[Tutor] List comprehensions

Thu Apr 10 14:20:39 CEST 2008

Dinesh B Vadhia wrote:
> Kent
>  
> I'm using a Javascript autocomplete plugin for an online web 
> application/service.  Each time a user inputs a character, the character 
> is sent to the backend Python program which searches for the character 
> in a list of >10,000 string items.  Once it finds the character, the 
> backend will return that string and N other adjacent string items where 
> N can vary from 20 to 150.  Each string item is sent back to the JS in 
> separate print statements.  Hence, the for loop.

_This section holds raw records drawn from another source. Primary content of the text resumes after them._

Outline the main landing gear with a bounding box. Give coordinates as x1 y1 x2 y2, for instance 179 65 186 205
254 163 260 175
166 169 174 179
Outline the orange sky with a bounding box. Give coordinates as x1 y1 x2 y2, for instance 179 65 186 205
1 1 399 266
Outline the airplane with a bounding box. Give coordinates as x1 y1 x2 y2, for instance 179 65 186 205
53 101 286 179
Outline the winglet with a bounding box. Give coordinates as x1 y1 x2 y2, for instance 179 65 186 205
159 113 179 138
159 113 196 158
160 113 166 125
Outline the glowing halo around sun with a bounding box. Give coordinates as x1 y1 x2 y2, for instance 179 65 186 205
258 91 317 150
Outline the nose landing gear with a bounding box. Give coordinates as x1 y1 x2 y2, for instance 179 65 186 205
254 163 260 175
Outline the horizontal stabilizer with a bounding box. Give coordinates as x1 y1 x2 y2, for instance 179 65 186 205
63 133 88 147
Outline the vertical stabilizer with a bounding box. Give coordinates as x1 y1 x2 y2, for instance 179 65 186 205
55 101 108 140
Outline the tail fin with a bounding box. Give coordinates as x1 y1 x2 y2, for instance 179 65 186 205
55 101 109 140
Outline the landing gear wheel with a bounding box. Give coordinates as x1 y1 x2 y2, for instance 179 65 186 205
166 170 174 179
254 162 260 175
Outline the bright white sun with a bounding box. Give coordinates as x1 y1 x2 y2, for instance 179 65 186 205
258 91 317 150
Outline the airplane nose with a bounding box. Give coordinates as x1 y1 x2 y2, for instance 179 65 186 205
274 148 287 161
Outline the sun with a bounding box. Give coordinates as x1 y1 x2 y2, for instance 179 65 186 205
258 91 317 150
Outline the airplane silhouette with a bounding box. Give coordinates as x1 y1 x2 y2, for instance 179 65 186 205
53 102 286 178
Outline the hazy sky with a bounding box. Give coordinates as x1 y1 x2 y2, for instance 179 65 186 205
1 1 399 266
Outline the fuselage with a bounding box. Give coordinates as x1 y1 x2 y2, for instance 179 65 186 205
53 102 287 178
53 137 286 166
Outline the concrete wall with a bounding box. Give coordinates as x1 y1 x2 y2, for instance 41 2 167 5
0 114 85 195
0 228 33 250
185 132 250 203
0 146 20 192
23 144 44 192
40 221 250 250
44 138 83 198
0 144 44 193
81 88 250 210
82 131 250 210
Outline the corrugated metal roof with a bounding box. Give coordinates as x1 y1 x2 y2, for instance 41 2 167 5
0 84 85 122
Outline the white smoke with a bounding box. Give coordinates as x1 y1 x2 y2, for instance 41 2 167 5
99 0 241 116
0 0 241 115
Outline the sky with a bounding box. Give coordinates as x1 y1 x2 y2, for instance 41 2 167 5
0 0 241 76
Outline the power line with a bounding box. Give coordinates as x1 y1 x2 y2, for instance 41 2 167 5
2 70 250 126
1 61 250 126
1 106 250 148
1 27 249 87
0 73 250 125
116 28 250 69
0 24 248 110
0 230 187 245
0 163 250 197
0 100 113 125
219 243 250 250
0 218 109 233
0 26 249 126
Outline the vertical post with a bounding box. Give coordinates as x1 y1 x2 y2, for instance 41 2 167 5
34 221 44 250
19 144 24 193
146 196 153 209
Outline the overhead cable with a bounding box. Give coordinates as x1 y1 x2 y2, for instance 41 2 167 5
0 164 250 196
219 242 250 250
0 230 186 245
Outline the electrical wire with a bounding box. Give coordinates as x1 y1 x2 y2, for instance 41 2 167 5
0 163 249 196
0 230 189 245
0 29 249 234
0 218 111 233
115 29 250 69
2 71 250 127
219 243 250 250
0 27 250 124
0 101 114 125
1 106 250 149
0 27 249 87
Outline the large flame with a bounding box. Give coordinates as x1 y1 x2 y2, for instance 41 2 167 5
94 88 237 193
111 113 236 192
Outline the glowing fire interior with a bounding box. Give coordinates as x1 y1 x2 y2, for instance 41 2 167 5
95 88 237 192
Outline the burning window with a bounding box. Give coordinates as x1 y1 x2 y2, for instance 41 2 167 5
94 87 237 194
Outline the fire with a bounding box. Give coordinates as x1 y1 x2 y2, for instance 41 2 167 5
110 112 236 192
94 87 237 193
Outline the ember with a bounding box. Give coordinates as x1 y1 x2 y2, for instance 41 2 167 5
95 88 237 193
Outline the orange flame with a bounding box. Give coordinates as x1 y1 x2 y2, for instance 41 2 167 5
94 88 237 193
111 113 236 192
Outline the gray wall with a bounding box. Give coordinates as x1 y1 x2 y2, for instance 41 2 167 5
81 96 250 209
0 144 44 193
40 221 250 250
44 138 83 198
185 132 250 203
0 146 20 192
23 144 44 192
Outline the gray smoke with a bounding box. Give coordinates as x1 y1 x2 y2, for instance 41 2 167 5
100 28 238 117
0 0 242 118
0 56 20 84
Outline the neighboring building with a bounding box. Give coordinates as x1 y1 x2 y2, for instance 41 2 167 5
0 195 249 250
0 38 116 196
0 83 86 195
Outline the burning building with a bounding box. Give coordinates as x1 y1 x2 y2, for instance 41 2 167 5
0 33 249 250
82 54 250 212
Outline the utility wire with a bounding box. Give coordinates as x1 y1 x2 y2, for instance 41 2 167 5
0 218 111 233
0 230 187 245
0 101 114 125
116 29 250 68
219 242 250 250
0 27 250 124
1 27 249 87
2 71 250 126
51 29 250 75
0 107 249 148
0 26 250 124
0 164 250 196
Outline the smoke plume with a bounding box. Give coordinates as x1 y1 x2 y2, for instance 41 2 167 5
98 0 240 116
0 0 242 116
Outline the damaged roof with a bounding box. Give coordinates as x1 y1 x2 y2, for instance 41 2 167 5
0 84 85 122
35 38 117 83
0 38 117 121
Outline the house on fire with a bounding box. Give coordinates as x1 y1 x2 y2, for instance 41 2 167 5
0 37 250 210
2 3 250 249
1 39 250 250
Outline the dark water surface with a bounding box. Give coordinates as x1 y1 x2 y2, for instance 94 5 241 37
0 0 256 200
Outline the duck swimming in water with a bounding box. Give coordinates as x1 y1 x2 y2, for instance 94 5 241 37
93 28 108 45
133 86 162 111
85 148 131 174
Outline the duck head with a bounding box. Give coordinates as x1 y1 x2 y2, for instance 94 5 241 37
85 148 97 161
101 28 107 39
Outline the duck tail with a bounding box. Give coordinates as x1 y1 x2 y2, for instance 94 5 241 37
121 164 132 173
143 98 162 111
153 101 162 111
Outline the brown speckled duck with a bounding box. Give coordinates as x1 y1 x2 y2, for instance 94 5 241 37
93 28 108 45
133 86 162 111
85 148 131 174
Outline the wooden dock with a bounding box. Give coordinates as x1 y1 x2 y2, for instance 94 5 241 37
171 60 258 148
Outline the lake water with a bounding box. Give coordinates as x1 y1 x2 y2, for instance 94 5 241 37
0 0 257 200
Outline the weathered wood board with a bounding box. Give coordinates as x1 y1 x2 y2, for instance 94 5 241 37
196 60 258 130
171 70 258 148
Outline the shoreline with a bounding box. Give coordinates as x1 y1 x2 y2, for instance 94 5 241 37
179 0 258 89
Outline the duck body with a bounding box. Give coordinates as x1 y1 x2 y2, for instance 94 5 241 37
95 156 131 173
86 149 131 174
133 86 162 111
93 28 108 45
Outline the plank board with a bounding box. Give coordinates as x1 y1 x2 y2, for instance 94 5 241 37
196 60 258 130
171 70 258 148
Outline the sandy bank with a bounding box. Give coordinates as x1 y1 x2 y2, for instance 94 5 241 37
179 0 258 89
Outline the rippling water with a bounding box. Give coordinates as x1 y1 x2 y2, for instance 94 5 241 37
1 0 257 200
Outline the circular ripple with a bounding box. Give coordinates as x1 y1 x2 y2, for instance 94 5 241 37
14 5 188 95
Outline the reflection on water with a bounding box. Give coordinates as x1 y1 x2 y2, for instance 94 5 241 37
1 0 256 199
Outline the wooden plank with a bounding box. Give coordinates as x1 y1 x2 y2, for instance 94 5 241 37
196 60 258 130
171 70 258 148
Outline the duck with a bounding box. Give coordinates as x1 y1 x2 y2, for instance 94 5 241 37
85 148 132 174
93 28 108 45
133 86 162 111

Ok, this sounds a little closer to a real spec. What kind of search are 
you doing? Do you really just search for individual characters or are 
you looking for the entire string entered so far as a prefix? Is the 
list of 10,000 items sorted? Can it be?

You need to look at your real problem and find an appropriate data 
structure, rather than showing us what you think is the solution and 
asking how to make it faster.

For example, if what you have a sorted list of strings and you want to 
find the first string that starts with a given prefix and return the N 
adjacent strings, you could use the bisect module to do a binary search 
rather than a linear search. Binary search of 10,000 items will take 
13-14 comparisons to find the correct location. Your linear search will 
take an average of 5,000 comparisons.

You might also want to use a trie structure though I'm not sure if that 
will let you find adjacent items.
http://www.cs.mcgill.ca/~cs251/OldCourses/1997/topic7/
http://jtauber.com/blog/2005/02/10/updated_python_trie_implementation/

> I haven't done any profiling yet as we are still building the system but 
> it seemed sensible that replacing the for loop with a built-in would 
> help.  Maybe not?

Not. An algorithm with poor "big O" performance should be *replaced*, 
not optimized.

Kent